Causes of Chimney Fires
• Solid fuel stoves and fireplaces are designed to safely contain and burn fuel, providing heat for your home. The chimneys that serve them have the job of expelling the exhaust fumes and substances given off from the burning fuel.
• As these substances rise up the chimney and cool down, condensation occurs and forms a creosote type residue that sticks to the chimney. Usually black or brown in appearance, it is highly combustible and in sufficient quantities can catch alight.
• Certain conditions encourage the problem; restricted air supply, unseasoned wood and cold chimney temperatures (especially external wall chimneys) are all factors that can accelerate the build-up of flammable residues.
Ways of Preventing a Chimney Fire
• Have your chimney swept regularly as recommended by a Guild of Master Sweeps qualified chimney sweep.
• Use seasoned woods only (dryness is more important than hard wood versus soft wood considerations).
• Build smaller, hotter fires that BURN more completely and produce less smoke.
• Never BURN cardboard boxes, waste paper, or Christmas trees; these can start a chimney fire.
• Burn Recommended fuels ONLY and NEVER use your fire as a waste paper bin. It has been proven that this practice starts chimney fires.
• Use only recommended fuels for your appliance and flue type (If you are unsure check your manufactures instruction or ask your stove supplier).
How Often Should My Chimney/Flu Be Cleaned
• Smokeless Coals: At least once a year
• Wood: Once a quarter when in use
• Bitumous Coal: Twice a year
• Oil: Once a year
• Gas: Once a year
Carbon Monoxide – The Silent Killer
Many people think that carbon monoxide only comes from gas appliances but the truth is that ANY fuel that burns creates carbon monoxide.
Invisible, odourless and tasteless – carbon monoxide (CO) is the deadly gas which lives up to its name as the silent killer. Exposure to even relatively low levels of this highly poisonous gas can cause brain damage or death!!! You cannot see, smell or taste it. If left undetected, it is deadly. Symptoms of CO poisoning are similar to those of viral infections which include drowsiness, weakness, headaches, nausea and pains in the chest. If anyone in your house has any of these symptoms when using any fossil fuelled appliance consult a doctor and stop using the appliance until it has been checked by either a qualified heating engineer or a Guild of Master Sweeps qualified chimney sweep.
Carbon monoxide can be produced where a gas (or other fuel, such as solid fuel or oil) appliance has not been correctly installed or serviced or a flu or chimney has become blocked. Tell-tale signs to look out for include sooting on the appliance, a yellow or orange lazy flame and excessive condensation in the room where the appliance is installed.

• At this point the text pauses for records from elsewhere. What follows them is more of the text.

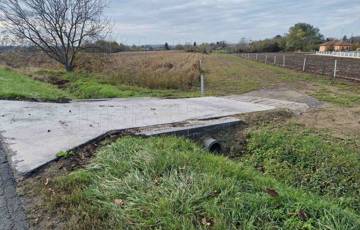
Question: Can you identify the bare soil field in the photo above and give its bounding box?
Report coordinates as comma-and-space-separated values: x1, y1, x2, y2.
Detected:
240, 53, 360, 81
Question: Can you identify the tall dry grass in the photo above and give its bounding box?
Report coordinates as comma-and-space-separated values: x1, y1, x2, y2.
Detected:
0, 51, 202, 90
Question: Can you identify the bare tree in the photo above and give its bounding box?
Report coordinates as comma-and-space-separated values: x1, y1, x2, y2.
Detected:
0, 0, 106, 71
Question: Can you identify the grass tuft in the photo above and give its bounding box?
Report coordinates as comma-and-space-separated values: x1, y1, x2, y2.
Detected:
242, 125, 360, 213
45, 137, 360, 229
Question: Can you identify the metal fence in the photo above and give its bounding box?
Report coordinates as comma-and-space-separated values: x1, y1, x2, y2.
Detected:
237, 53, 360, 82
316, 51, 360, 58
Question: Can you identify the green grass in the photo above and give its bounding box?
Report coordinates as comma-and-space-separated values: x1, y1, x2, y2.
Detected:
65, 73, 199, 99
0, 68, 71, 101
48, 137, 360, 229
242, 124, 360, 214
312, 88, 360, 107
0, 68, 199, 101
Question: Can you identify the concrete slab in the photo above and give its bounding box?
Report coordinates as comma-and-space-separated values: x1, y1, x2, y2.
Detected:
226, 95, 311, 114
0, 97, 275, 175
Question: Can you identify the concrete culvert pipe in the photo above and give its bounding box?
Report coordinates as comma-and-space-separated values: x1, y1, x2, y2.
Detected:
203, 138, 222, 153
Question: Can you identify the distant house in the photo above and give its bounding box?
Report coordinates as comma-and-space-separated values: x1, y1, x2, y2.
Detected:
320, 40, 352, 52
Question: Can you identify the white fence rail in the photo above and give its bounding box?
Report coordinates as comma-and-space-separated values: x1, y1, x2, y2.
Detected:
316, 51, 360, 58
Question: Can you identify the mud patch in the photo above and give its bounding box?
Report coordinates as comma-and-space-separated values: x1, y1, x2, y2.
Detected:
244, 87, 324, 108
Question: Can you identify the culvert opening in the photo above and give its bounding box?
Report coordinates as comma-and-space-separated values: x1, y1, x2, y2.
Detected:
204, 138, 223, 153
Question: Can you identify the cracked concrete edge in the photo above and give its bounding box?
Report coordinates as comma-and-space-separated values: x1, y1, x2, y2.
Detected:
0, 136, 28, 230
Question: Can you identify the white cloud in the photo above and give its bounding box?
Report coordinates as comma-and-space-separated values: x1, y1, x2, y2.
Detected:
106, 0, 360, 43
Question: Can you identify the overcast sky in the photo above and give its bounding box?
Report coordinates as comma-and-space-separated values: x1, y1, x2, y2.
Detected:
106, 0, 360, 44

Simple Steps To Carbon Monoxide Safety
To help protect your family from the dangers of carbon monoxide poisoning follow these simple steps:
• Ensure your chimney is regularly swept as recommended by a Guild of Master Sweeps qualified chimney sweep.

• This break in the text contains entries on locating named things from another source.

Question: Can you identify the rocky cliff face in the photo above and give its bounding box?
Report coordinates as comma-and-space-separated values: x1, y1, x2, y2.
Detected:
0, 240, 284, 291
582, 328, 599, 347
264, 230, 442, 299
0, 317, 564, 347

• Ensure all heating appliances are checked annually by a registered heating engineer!
• Be cautious when buying second hand appliances. Do not save on safety.
• Never be tempted to DIY with gas….it is a criminal offence to do so!

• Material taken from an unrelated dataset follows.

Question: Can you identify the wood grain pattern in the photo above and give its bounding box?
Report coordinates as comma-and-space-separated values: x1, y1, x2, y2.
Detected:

• Tell-tale danger signs include sooting around the appliance, a yellow or orange lazy flame and excessive condensation in the room where the appliance is installed.
• Switch off the appliance immediately and contact a doctor if you experience symptoms such as drowsiness, headaches, nausea or pains in the chest when using a heating appliance.
• If you live in rented accommodation insist to see your landlord’s gas safety certificate which shows the appliances he owns have been checked for safety by a ‘Gas Safe’ registered installer. Your landlord is legally obliged to provide you with written proof of these checks on an annual basis.
• Fit a Carbon Monoxide Monitor in your home. This can be done quickly and cheaply. Consult your Guild of Master Chimney Sweep qualified chimney sweep or consult a registered heating engineer.